To prioritize adaptation actions for the next 20-40 years, HPCC conducted a climate change risk assessment. The probability of wildfire and drought was assessed for each stand in the community forest based on terrain, ecosystem classifications, Vegetation Resource Inventory, and LiDAR interpretations. Fire and drought probabilities were then reassessed for 2055 and 2085 using cumulative moisture deficit data from the BC Ministry of Forests. The consequences of potential fire and/or drought to key community values such as homes, water, biodiversity, and timber were independently mapped. Relative risk ratings were assigned by combining probabilities and consequences. The highest risks and priority areas identified were drier areas near the community, headwaters areas with high fire likelihood, old forests on drier sites, and accessible timber stands on drier sites.

Identifying Actions

The results from the risk assessment informed the operations strategy and management plan. The operations strategy had two primary focuses: resistance and realignment. The resistance strategy focuses on wildfire protection through fuel breaks, protecting old forests, riparian areas, and headwaters areas. While resisting wildfire is critical to attempt to sequester carbon in the forest, the forest already reached its likely carbon carrying capacity in 2003, and since then, carbon has been released by major wildfires and pine beetle infestations. As carbon cannot be stored everywhere, in places where resistance is not feasible, the forest is realigned. The realignment strategy focuses on changing the forest structure to increase resilience and creating new stocking standards with lower densities and deciduous trees, while focusing on lower elevation forest types.


Several fuel treatment strategies were executed to carry out the resistance operations strategy. Machine guards and hand guards, which are strategically constructed barriers to stop or slow the spread of fire and promote fire suppression, were created or reinforced. Old roads and helipads were also proactively reopened or built to increase fire suppression access points in anticipation of a fire. To carry out the realignment operations strategy, HPCC focused on realigning drought-prone sites, such as 100-year-old stands comprised of species like cedar and hemlock, which are less viable in a changing climate. High-risk cedar and hemlock were removed by partial cutting while drought-tolerant trees such as larch Douglas-fir and western larch were retained. Other realignment strategies included developing partial cut stocking standards, meaning implementation of partially-shaded fuel breaks that do not require restocking, and also developing even-aged stocking standards, where the forest is significantly transformed / realigned to encourage deciduous tree growth and lower conifer densities.

Outcomes and Monitoring Progress

The resist and realignment operations strategies are generating positive results. A network of fuel breaks is mostly completed, and several areas have been realigned to encourage watershed resilience. The operations strategy is ongoing and HPCC has received funding to continue wildfire risk reduction work in 2023.

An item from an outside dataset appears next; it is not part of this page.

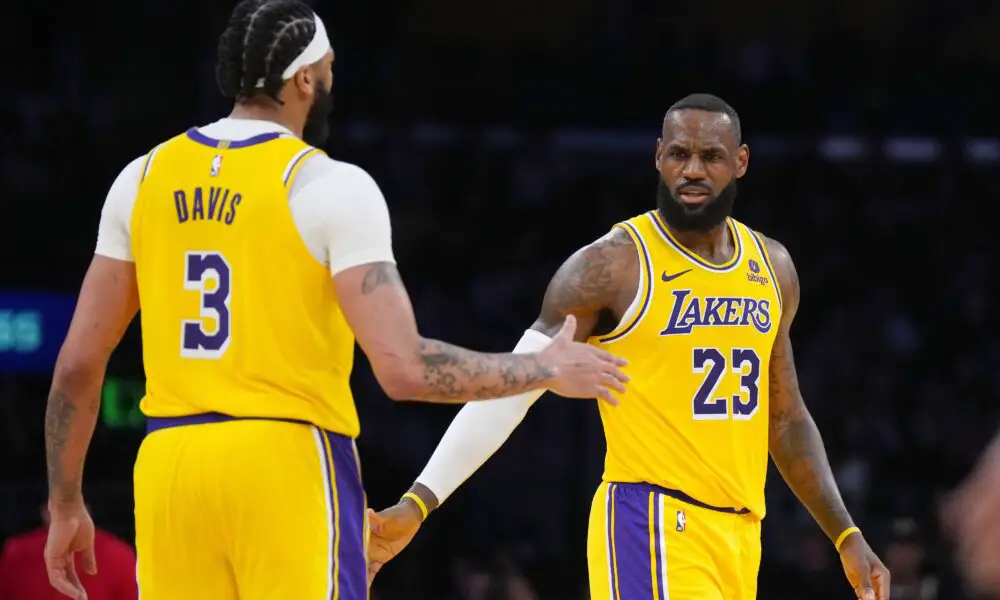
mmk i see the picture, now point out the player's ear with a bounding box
[288,66,316,102]
[735,144,749,179]
[654,138,664,170]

The final step in the current project is reviewing timber supply scenarios and reassessing harvest levels. HPCC is updating the timber supply review for the community forest and changing assumptions related to wildfire, beetle, and growth losses.

Next Steps

Throughout the project, community outreach and engagement has been critical. Major wildfires in 2003 and 2017 have driven strong interest and support for the project from the community. HPCC has developed several educational videos about climate change and wildfire protection, and they give frequent presentations and updates about the project. They are also currently working on a handbook describing the project.